The ACLU and local partners are demanding transparency through a new campaign targeting seven states with histories of police misconduct.

Just days before the fifth anniversary of George Floyd’s murder, the Justice Department said they will dismiss police investigations launched during former President Joe Biden’s administration. 

Harmeet Dhillon, the leader of the department’s Civil Rights Division, announced Wednesday plans to withdraw pending federal lawsuits against police departments in Louisville, Kentucky, following the death of Breonna Taylor, and in Minneapolis, where all the officers involved in Floyd’s death have been convicted in federal and state courts. 

Dhillon also announced officials would retract findings of constitutional violations in six police departments, including in Memphis, Tennessee, where all the officers involved in Tyre Nichols’ death have been federally convicted.

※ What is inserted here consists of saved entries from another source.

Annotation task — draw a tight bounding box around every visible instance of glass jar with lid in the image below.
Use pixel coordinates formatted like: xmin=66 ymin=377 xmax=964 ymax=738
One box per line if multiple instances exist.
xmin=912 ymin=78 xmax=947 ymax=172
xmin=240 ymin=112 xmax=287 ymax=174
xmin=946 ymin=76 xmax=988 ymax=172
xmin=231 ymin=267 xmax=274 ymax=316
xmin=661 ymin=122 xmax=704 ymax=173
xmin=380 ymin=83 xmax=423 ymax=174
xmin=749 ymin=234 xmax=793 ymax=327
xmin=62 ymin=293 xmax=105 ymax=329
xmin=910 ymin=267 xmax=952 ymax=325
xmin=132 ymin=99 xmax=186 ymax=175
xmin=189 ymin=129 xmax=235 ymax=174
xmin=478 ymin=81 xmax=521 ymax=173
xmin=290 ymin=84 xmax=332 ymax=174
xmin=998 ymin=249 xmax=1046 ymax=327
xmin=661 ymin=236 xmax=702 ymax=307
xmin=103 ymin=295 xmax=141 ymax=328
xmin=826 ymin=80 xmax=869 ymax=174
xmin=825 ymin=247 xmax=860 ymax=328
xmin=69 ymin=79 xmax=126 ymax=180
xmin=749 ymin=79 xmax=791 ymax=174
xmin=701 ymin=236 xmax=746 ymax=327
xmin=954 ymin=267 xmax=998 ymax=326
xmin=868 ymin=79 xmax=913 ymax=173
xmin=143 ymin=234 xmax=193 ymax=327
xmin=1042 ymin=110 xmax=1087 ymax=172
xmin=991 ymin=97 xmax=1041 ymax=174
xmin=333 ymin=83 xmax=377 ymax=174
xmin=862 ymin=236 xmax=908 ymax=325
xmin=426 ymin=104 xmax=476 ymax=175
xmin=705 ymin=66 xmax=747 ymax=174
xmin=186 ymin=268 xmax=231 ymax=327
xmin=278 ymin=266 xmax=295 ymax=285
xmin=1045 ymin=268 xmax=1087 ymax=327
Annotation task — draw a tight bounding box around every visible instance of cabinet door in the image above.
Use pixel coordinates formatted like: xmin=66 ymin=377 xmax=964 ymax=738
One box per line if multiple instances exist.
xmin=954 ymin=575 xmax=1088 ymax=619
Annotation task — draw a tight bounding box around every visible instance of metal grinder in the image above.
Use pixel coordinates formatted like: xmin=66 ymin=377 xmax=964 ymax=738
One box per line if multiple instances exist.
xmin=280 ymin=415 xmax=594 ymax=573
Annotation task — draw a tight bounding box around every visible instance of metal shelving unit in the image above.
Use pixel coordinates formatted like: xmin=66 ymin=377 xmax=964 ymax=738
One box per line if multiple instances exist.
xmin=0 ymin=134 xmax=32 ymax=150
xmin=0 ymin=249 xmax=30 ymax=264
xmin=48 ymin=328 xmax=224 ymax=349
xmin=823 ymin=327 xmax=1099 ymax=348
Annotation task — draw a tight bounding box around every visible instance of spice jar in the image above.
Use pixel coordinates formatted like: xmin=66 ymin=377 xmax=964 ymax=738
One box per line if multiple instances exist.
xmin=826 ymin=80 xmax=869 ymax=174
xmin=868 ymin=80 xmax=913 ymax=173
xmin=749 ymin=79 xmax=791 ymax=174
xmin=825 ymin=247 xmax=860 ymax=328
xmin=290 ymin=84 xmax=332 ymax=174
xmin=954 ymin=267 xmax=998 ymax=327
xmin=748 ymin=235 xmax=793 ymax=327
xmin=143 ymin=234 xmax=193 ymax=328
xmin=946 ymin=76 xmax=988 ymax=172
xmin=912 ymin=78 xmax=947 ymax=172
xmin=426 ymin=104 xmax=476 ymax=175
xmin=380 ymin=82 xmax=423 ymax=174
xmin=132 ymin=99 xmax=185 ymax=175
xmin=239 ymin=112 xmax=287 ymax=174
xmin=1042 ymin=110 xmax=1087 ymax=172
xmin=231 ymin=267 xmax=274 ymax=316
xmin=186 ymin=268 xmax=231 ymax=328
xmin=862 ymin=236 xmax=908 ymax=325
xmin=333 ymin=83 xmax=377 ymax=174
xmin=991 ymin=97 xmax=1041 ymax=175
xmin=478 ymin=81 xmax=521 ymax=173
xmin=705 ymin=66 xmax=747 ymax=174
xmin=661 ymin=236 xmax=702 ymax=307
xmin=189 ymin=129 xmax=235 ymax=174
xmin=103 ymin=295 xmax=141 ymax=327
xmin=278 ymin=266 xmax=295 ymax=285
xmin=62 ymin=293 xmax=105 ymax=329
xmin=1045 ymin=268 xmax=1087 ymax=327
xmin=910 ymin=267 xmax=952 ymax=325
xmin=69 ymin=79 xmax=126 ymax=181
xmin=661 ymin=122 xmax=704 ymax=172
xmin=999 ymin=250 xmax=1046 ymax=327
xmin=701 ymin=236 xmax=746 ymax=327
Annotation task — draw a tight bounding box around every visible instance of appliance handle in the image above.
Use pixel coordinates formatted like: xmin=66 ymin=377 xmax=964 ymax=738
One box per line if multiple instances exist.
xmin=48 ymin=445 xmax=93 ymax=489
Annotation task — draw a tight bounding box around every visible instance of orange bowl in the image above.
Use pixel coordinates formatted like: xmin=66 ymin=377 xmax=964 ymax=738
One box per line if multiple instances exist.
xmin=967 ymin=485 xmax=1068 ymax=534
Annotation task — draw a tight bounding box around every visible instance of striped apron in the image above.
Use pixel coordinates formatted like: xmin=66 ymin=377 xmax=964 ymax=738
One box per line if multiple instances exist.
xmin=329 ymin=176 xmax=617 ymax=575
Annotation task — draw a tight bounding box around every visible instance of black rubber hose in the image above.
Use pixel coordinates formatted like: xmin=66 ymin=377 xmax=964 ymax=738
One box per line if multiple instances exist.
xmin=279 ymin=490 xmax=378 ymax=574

“This decision is a slap in the face to the families,” Ben Crump, a civil rights attorney for the families of Floyd, Nichols, and Taylor, wrote in a statement on Wednesday, adding, “and to every community that has endured the trauma of police violence and the false promises of accountability.”

Civil rights and legal advocates said they feared that if President Donald Trump won a second term, Black and brown communities would face a weakened U.S. Department of Justice Civil Rights Division — one likely to underuse its investigation tools in response to police misconduct over the next four years.

[…]

Now, with the Trump administration eliminating investigations into the pattern or practices of law enforcement agencies with allegations of misconduct, the courts will become the primary venue where the victims of police brutality can air their complaints.